Странный все же человек Эвин отец. Был. Состояние и положение позволяли ему не работать, а он с утра до ночи пропадал то в университете, то в госпитале. И еще по ночам мог ездить на дом, не к беднякам, конечно. Но делал это не ради денег. Не спалось ему, что ли? Или он тешил свое тщеславие великого врача?

Проклятый внутренний голос подсказал Тори, что он поступает, как скотина. Дурно думает о человеке, который всю жизнь ему помогал. Тащил из грязи за уши. Но странно как-то тащил: нет бы просто обеспечил. А он все говорил: нужно расти над собой. Добиваться. Чего добиваться-то? Сначала бы выживать перестать.

Тори сплюнул и направился в особняк Эллусеа. За саквояжем.

20. Бенджамен Эллусеа

— Можешь еще раз повторить, что в эпидемии виноваты венси. Я не поверю.

— Да, конечно.

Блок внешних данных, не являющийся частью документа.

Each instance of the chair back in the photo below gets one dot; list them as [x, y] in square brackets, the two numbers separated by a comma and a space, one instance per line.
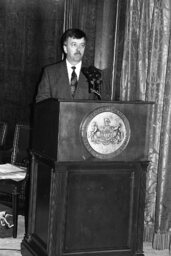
[3, 133]
[21, 143]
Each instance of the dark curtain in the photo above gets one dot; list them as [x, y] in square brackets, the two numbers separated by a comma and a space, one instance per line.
[146, 76]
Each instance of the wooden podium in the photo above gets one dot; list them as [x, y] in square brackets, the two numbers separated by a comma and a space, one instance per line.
[88, 179]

Ты всегда защищал всех этих… из Стены, из Трущоб. Несчастных. Ничего не стоящих, как твой любимец, Виктор Дименс. Гнил бы себе он в канаве, после очередной дозы порошка!

— Он лучше тебя.

— У тебя все — лучше меня. Ты всю жизнь заботился только об Эве. Эвочке, Эвите!

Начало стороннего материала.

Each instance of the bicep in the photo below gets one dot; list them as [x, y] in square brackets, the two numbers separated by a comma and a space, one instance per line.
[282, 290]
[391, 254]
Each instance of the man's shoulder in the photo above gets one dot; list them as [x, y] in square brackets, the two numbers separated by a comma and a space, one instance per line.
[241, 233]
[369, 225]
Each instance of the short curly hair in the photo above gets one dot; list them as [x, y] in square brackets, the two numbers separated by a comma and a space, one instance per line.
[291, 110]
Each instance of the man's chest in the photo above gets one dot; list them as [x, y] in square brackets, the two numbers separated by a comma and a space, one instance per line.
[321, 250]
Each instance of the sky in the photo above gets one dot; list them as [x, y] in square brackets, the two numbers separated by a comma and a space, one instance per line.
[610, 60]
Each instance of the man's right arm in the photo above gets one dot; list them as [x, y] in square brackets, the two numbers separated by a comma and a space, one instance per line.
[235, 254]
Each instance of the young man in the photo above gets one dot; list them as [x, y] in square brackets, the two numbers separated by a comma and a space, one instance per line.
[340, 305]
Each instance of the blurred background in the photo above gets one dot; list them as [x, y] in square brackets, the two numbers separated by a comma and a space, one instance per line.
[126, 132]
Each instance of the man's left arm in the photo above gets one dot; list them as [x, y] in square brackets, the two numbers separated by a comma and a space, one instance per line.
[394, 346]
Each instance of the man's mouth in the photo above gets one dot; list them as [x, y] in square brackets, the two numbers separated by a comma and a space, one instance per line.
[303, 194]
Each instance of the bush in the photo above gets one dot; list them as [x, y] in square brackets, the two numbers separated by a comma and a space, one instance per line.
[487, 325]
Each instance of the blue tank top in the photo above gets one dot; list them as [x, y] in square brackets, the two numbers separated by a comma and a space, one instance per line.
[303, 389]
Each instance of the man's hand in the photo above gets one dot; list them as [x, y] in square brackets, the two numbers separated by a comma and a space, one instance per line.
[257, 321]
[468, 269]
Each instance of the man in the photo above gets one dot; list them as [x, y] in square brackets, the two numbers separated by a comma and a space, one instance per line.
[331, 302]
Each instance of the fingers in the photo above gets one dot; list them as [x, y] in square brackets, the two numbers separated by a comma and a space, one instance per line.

Карл плевался слюной, перегнувшись через стол и нависая над Беном. Он вышел ростом и фигурой в потомственных военных из рода своей матери, но больше ничего в нем не напоминало о Веронике. Да и на него самого сын не походил ни лицом, ни характером. Не имей Бен дара читать мысли, не женись он на женщине, не-мистри — подумал бы, что это Карл ему неродной. Но горькой правда заключалась в том, что он упустил собственного сына. Позволил вылезти на свет чудовищу.

— И она — лучше тебя.

— А! Избалованная девица, обреченная провести всю жизнь в окружении подопытных зверьков и микроскопов — лучше меня. Лучше всего, что ты создал в этой жизни. — Карл упал обратно в кресло. В рабочее кресло Бена, с потертыми подлокотниками. — Давай к делу, отец. Я не хочу умирать. У меня большие планы.